At the same time the government’s Environment Minister Greg Hunt has expressed confidence the coalition’s Direct Action climate plan will pass the upper house Senate because funding will now tied to the federal budget.
“The funds will be part of the budget papers and I doubt the budget will be blocked, unless we’re going to be forced into a constitutional issue,” Mr Hunt said during a media conference broadcast on ABC News24.
Mr Hunt warned attempts by opposing senators to block the budget could cause a constitutional crisis.
However, Mr Palmer reacted sharply and said the government’s move was “nothing short of blackmail”.
Mr Palmer responded by saying that “if the government wants to try to play smart then two can play at that game”.
“You tell them that if they do that [include the emissions reduction fund in the budget] we will immediately reconsider our position on the carbon and mining tax repeals,” Mr Palmer said during the media conference.
“If they play games like that they need to be politically punished and reconsidering our support for the carbon and mining tax repeal would be one thing we would definitely consider.”
“They are doing this really as a tactic, like little kids wanting to get their way,” he told AAP Newsagency in the Queensland state capital, Brisbane.
AAP reports that while the Liberal-National government may get funding for Direct Action through parliament, it will need the PUP senators to help repeal both the current carbon price laws and mining tax from July.
Mr Palmer said the coalition might not get that support.
“If they’re going to adopt a tactic like that we’ll have to reconsider our position when it comes to the mining tax and the carbon tax,” he said.
Mr Palmer claims Direct Action is a “token gesture”, a waste of money and a coalition “slush fund” to appease consultants and lobbyists.
He said the money allocated for the policy should be used for pensions, which the government has indicated it is looking at changing in the budget.
However, The Australian Financial Review reports senior sources say the Liberal-NAtional government is in fact considering pulling back from its plans to cut welfare payments to children of war veterans in a bid win over Mr Palmer.
While he was against direct action, Mr Palmer said PUP would support a national inquiry on climate change as a way of determining what action the government should take to deal with it.
Mr Palmer has also challenged Prime Minister Tony Abbott to hold a double dissolution election if he didn’t like the stance the PUP was taking on key issues, claiming such a poll would only enhance his party’s position.
He repeated his threat to “reconsider” support for the mining and carbon taxes unless Direct Action was presented as a separate bill that could be voted down by the Senate, rather than as part of budget appropriation bills.
Climate policy advocates say implementing only the emissions reduction fund and not the broader compliance proposal under Direct Action, which would impose “baselines” on greenhouse emissions, would leave the policy even less effective than they now assess it to be.
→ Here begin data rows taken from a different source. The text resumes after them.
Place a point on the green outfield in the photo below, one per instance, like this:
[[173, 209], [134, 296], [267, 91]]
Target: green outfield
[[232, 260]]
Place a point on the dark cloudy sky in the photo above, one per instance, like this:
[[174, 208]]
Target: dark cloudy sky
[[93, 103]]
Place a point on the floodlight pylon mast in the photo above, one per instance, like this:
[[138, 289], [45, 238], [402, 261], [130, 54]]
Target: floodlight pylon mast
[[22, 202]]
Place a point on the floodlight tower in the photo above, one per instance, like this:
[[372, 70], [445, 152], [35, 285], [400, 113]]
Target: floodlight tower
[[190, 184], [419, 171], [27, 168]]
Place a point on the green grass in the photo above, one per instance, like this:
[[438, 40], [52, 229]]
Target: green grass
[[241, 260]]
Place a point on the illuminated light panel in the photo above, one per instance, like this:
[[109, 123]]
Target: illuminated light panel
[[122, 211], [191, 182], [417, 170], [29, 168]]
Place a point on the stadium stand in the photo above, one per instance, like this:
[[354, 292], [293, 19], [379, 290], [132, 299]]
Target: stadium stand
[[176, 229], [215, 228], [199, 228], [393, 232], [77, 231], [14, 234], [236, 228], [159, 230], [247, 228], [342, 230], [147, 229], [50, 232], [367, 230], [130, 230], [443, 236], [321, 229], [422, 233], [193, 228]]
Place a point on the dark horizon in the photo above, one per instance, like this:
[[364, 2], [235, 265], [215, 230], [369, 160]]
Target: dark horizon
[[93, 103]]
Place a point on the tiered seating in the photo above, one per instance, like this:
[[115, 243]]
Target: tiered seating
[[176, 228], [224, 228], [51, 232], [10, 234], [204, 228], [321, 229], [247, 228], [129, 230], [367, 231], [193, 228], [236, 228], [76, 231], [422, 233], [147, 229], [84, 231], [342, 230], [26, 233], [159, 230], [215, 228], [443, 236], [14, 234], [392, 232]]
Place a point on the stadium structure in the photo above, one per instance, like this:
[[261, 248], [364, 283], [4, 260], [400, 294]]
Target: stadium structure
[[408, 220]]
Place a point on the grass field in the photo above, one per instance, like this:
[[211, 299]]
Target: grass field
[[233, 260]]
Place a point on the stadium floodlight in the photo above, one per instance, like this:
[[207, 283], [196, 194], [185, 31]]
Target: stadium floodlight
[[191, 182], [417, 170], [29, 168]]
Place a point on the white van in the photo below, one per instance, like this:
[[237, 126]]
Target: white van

“There is a real threat to any target if there is no compliance mechanism controlling the significant blowout in emissions it would leave this as a policy destined for ruin,” said John Connor, the chief executive of the Climate Institute.
The Labor Party and the Australian Greens Party are already opposed to Direct Action and the repeal of the carbon price and mining tax, while other independent senators are believed to be unconvinced by the government’s policy and would probably not support it.